ちらちらと彼は振り向いた。霞澄は忙しないその仕草に苦笑した。
「早瀬」
言いたいことは分かった。この気紛れでマイペースな青年は、歩みの遅い連れを急かしているのだ。この青年なりに気を遣って歩幅や速度を調整してはいたのだろう。そこまで距離は空いていないつもりだったが、口を開いた彼の眼差しから彼女はそう決めてかかる。

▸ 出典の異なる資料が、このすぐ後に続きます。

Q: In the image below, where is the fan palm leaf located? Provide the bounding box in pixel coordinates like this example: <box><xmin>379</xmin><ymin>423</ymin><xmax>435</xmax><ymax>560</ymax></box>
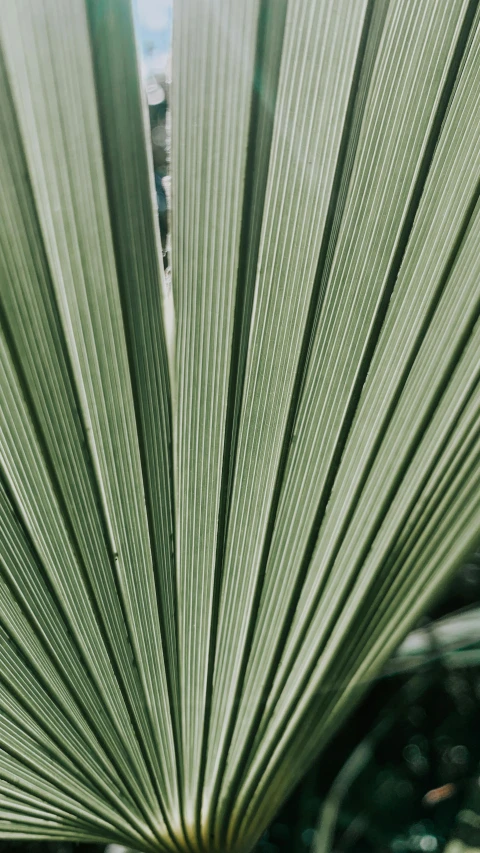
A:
<box><xmin>0</xmin><ymin>0</ymin><xmax>480</xmax><ymax>851</ymax></box>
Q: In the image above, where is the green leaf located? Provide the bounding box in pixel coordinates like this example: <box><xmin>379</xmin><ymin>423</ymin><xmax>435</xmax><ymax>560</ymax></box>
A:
<box><xmin>0</xmin><ymin>0</ymin><xmax>480</xmax><ymax>851</ymax></box>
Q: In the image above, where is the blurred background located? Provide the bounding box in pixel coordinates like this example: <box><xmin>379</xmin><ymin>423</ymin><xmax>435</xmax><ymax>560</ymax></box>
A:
<box><xmin>0</xmin><ymin>552</ymin><xmax>480</xmax><ymax>853</ymax></box>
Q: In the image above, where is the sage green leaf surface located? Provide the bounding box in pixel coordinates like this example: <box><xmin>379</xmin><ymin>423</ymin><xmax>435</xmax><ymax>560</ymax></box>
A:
<box><xmin>0</xmin><ymin>0</ymin><xmax>480</xmax><ymax>853</ymax></box>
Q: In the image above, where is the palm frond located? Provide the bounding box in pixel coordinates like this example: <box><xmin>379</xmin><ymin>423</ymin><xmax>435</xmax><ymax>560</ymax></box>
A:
<box><xmin>0</xmin><ymin>0</ymin><xmax>480</xmax><ymax>851</ymax></box>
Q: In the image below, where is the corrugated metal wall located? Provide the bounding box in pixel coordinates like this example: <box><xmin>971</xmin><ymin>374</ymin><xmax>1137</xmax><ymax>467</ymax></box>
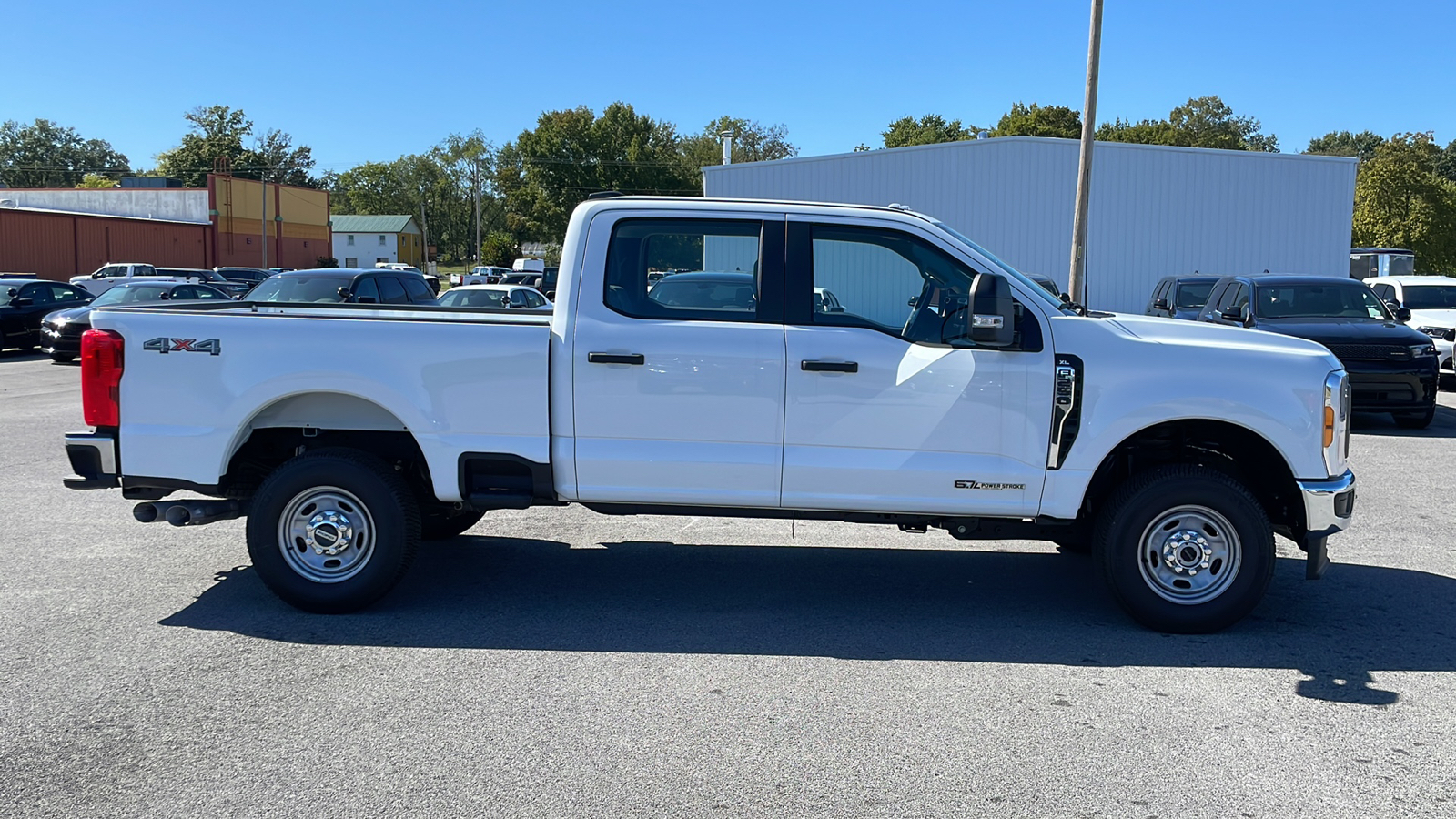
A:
<box><xmin>0</xmin><ymin>208</ymin><xmax>211</xmax><ymax>281</ymax></box>
<box><xmin>703</xmin><ymin>137</ymin><xmax>1356</xmax><ymax>312</ymax></box>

「ごめんね、登るの遅くて。先行ってて大丈夫だよ。追い付くから」
鈴城の兄は先に行ったりはしなかった。立ち止まる。
「俺、まだ何も言ってない」
彼女は首を捻る。
「早瀬と行きたい」
柳眉が傷付いたように下がる。浅く伏せた睫毛の下で瞳が泳ぐ。今にも泣きそうな色を帯びている。何かが彼を酷く傷付けたらしい。霞澄はちくりと胸に木の棘が刺さったみたいだった。
「ごめん……」
己の言動を反芻する間もなく詫びが口を吐いて出た。
「俺、歩くの速い?」
それが子供じみた誇示なのか気遣いなのかが読めなかった。ただ、彼はまだ霞澄に激怒されたかのような萎縮した面構えなのである。
「ちょうどいいくらい……?」
「早瀬のこと待つから。後ろ、ついてきて」
「う、うん。頑張る」
話は突然ぷつりと終わったらしく鈴城の兄はまた登りはじめる。霞澄はなんだったのかと疑問符を浮かべたまま彼の背中を追う。